Formerly an annual process, the SHA occasionally solicits counties asking them to define priority projects. For many years, and continuing this year, the dualization of Route 113 has been the sole defined project in Worcester County.
According to Development Review and Permitting Director Ed Tudor, the SHA no longer reminds counties to submit projects on an annual basis, but he suggested the commissioners sent a letter anyway during the most recent meeting of county government last week.
The commissioners unanimously agreed to keep Route 113 as their sole formal request, but included several additional informational items, including replacing the Route 50 drawbridge in Ocean City, dualizing Route 90 from the Route 589 interchange to the resort, and expanding Route 589.
“With money anything can be done, but the best we can do now is monitor traffic and monitor the SHA to ensure all parties are engaged,” Bertino said. “It’s my impression that everyone is engaged.”
For their part, the SHA said their own hands are tied to a previous study of Route 589 patterns conducted some years ago, but pointed towards a Nov. 10 meeting with county officials to outline concerns.
“We can only mandate things like right-in, right-out where the business frontage is concerned,” explained David Buck, spokesman for the SHA. “Clearly there is a cumulative effect above and beyond what we can do.”

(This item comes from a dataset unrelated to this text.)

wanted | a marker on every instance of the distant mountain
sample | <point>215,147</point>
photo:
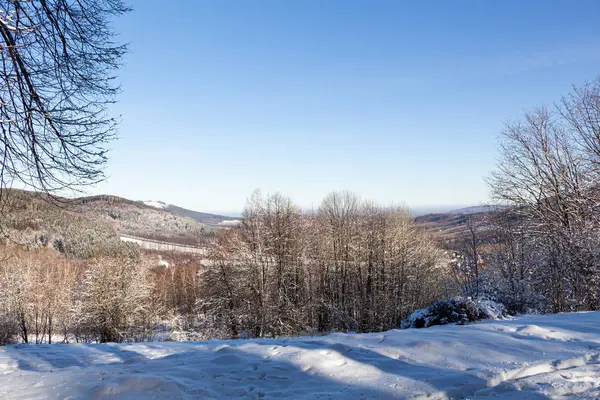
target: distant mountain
<point>205,218</point>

Buck said projects are evaluated on an individual basis, and the SHA must work with each developer on individual projects.
Worcester and Wicomico counties are scheduled to meet with transportation officials on Nov. 10 to evaluate a six-year plan, Buck said. Previously, the meetings with Worcester, Wicomico and Somerset were each held on the same day, but Somerset’s was held last month instead. No reason for the change was given.